"Blue Cats and Chartreuse Kittens" by Patricia Lynne Duffy
For people with synesthesia, letters, words and numbers have their own colors, and you can smell the shape of milk
By Alison Motluk
Nov. 27, 2001 | The letter "S" is red: "Sand," "sea" and "sky" are all red words. "Rain" is shiny black. "Mist" is green. "Lust" is a sad dull yellow.
Bizarre? Certainly. But not nearly as uncommon as you might think. This condition of mixing up sensations -- known as "synesthesia" -- affects about one person in 2,000. Most people just intermingle colors with letters, numbers and days of the week. But others experience colored pain or can tell when the cream has gone sour by sniffing its "shape."
THIS ARTICLE
Blue Cats and Chartreuse Kittens: How Synesthetes Color Their Worlds
By Patricia Lynne Duffy
W.H. Freeman & Co.184 pages
Nonfiction
Synesthesia is enjoying something of a renaissance. A hundred years ago, it was all the rage. Artists and composers were thrilled by the creative possibilities, and scientists were trying to untangle its cause. The composer Aleksandr Scriabin believed musical keys had inherent colors; he composed a few pieces calling for a colored organ. The writers Charles Baudelaire, Arthur Rimbaud and Joris Karl Huysmans all dabbled in the cross-sensory, though whether they were genuine synesthetes is unclear. Vladimir Nabokov was definitely one, and apparently so were his mother, wife and son.
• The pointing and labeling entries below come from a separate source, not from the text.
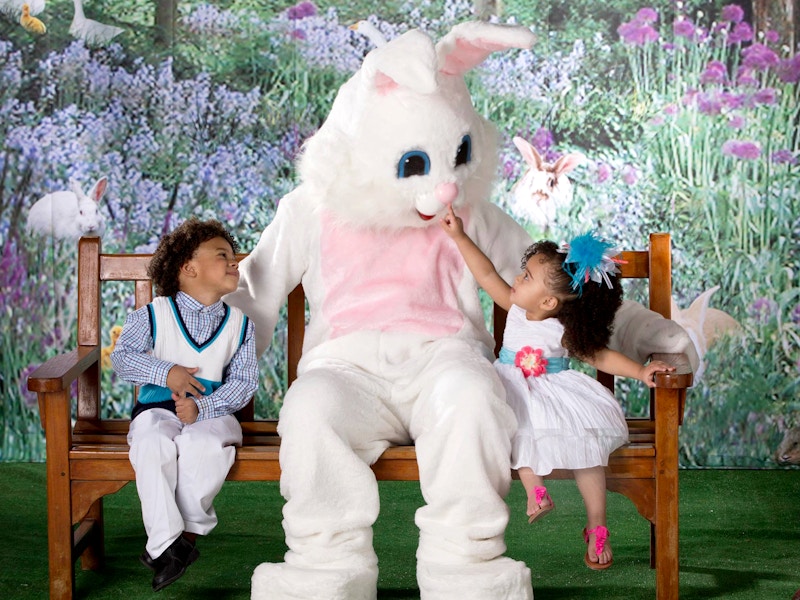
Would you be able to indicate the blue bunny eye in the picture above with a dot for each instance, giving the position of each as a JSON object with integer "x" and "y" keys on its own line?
{"x": 414, "y": 162}
{"x": 464, "y": 152}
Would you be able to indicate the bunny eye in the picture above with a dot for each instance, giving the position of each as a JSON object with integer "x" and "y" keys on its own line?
{"x": 414, "y": 162}
{"x": 464, "y": 152}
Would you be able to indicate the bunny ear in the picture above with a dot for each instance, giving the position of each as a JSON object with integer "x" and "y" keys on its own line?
{"x": 566, "y": 163}
{"x": 407, "y": 61}
{"x": 528, "y": 152}
{"x": 468, "y": 44}
{"x": 98, "y": 189}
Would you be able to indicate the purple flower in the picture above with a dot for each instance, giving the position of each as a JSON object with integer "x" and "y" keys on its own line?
{"x": 603, "y": 173}
{"x": 795, "y": 316}
{"x": 742, "y": 32}
{"x": 683, "y": 27}
{"x": 744, "y": 77}
{"x": 715, "y": 73}
{"x": 788, "y": 70}
{"x": 732, "y": 13}
{"x": 301, "y": 10}
{"x": 630, "y": 174}
{"x": 759, "y": 57}
{"x": 637, "y": 34}
{"x": 784, "y": 157}
{"x": 736, "y": 122}
{"x": 762, "y": 309}
{"x": 741, "y": 149}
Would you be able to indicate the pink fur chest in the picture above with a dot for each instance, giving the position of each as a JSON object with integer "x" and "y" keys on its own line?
{"x": 390, "y": 281}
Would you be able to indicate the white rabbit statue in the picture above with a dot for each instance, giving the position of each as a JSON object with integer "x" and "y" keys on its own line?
{"x": 545, "y": 186}
{"x": 69, "y": 214}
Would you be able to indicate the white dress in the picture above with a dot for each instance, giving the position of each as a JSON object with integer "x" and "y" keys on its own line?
{"x": 567, "y": 419}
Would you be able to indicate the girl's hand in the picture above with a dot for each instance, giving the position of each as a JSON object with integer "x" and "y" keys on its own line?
{"x": 185, "y": 408}
{"x": 647, "y": 371}
{"x": 453, "y": 225}
{"x": 181, "y": 381}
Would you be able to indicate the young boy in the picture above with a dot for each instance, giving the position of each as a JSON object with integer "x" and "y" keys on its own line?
{"x": 194, "y": 358}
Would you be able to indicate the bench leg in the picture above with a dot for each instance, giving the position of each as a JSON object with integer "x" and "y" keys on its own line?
{"x": 666, "y": 521}
{"x": 93, "y": 556}
{"x": 59, "y": 504}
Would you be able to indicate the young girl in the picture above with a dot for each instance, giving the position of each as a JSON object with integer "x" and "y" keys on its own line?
{"x": 563, "y": 303}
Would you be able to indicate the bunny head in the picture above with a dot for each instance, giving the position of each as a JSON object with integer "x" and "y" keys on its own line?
{"x": 403, "y": 140}
{"x": 545, "y": 186}
{"x": 89, "y": 221}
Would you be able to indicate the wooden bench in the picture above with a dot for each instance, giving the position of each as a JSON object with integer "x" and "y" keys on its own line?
{"x": 89, "y": 459}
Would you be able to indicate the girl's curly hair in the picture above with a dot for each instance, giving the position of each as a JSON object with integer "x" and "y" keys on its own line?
{"x": 588, "y": 317}
{"x": 177, "y": 247}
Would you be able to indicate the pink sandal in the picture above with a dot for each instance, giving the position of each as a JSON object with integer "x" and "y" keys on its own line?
{"x": 601, "y": 535}
{"x": 541, "y": 494}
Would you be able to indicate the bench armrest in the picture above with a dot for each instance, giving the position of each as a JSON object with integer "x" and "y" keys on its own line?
{"x": 680, "y": 378}
{"x": 58, "y": 373}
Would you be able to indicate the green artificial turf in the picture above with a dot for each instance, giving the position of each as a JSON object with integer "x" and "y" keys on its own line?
{"x": 740, "y": 539}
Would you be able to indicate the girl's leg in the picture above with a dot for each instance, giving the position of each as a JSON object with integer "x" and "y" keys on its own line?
{"x": 592, "y": 485}
{"x": 530, "y": 482}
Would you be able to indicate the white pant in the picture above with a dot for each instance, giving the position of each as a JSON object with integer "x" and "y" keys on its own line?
{"x": 340, "y": 415}
{"x": 179, "y": 471}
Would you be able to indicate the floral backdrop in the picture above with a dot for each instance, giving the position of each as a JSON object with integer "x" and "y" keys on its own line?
{"x": 686, "y": 116}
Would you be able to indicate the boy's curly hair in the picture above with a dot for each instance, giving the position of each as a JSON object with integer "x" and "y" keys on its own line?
{"x": 178, "y": 247}
{"x": 588, "y": 317}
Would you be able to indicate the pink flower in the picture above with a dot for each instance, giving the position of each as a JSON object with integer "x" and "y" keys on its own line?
{"x": 683, "y": 28}
{"x": 603, "y": 173}
{"x": 630, "y": 175}
{"x": 732, "y": 13}
{"x": 741, "y": 149}
{"x": 742, "y": 32}
{"x": 531, "y": 362}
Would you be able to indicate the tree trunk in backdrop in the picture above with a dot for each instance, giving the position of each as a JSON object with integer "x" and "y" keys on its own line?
{"x": 781, "y": 15}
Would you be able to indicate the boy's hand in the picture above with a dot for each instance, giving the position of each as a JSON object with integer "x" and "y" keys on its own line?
{"x": 648, "y": 370}
{"x": 453, "y": 225}
{"x": 185, "y": 408}
{"x": 181, "y": 382}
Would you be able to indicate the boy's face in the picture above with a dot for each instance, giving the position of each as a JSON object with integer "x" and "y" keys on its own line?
{"x": 213, "y": 270}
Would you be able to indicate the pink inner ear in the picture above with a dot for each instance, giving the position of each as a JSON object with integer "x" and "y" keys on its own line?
{"x": 384, "y": 84}
{"x": 468, "y": 54}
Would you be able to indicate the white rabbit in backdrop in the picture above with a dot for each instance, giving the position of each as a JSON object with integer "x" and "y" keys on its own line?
{"x": 544, "y": 187}
{"x": 69, "y": 214}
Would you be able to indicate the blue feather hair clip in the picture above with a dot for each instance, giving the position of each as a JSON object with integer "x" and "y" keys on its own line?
{"x": 590, "y": 258}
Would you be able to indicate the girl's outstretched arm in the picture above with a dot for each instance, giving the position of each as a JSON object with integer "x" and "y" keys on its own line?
{"x": 618, "y": 364}
{"x": 479, "y": 264}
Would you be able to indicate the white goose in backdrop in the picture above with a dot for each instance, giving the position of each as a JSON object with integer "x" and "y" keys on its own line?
{"x": 89, "y": 30}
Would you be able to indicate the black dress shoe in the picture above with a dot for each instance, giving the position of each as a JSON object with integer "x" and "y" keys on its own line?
{"x": 171, "y": 565}
{"x": 148, "y": 562}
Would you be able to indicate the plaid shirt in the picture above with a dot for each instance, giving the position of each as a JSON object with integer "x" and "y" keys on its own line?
{"x": 133, "y": 360}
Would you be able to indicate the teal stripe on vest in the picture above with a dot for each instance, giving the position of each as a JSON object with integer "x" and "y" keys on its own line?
{"x": 555, "y": 364}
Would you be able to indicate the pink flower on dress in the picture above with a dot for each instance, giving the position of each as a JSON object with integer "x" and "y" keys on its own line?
{"x": 531, "y": 362}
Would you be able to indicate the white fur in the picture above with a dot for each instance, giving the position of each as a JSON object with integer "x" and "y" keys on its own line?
{"x": 704, "y": 325}
{"x": 640, "y": 332}
{"x": 69, "y": 214}
{"x": 545, "y": 186}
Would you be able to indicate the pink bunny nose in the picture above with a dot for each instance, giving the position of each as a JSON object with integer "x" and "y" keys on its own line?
{"x": 446, "y": 192}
After a long hiatus, artists are once again painting it, composers playing it and writers writing about it. In the past decade, at least four popular books have been dedicated to the topic. The most recent, "Blue Cats and Chartreuse Kittens," by Patricia Duffy, is -- importantly -- the first to be written by someone who actually has the condition.
Synesthesia isn't easy to fathom. People who don't have it have a hard time understanding -- let alone explaining -- what it's like. Duffy gives us an insider's view.
Most synesthetes, for instance, don't realize that there's anything unusual about the way they think. The numeral 9 just happens to be, say, silver. Or trumpets just always sound blue. They simply take it for granted -- and assume everyone else realizes it too. Then one day, they let slip, and their world changes forever.
Not unusually, Duffy made it all the way to age 16 before that happened. On that memorable day, she was talking with her father in the kitchen about how she'd had trouble as a kid learning to write the letter R. "I realized that to make an R all I had to do was first write a P and then draw a line down from its loop," she recalls saying to him. "And I was so surprised that I could turn a yellow letter into an orange letter just by adding a line." Father was intrigued.
Almost all synesthetes will say their mixed sensations have been there for as long as they can remember and they have always been the same. The color is an essential element, not decoration, Duffy stresses. "To me, a red O seems as peculiar and wrong as the notion of a triangular O," she writes. "An O is circular! And it is white!"
Hear, hear. An O is indeed white. But that is one of the few colored letters that we synesthetes can agree on. Duffy describes her yellow P and orange R. Nothing could be more ludicrous: In my world, P is pale blue and R is black.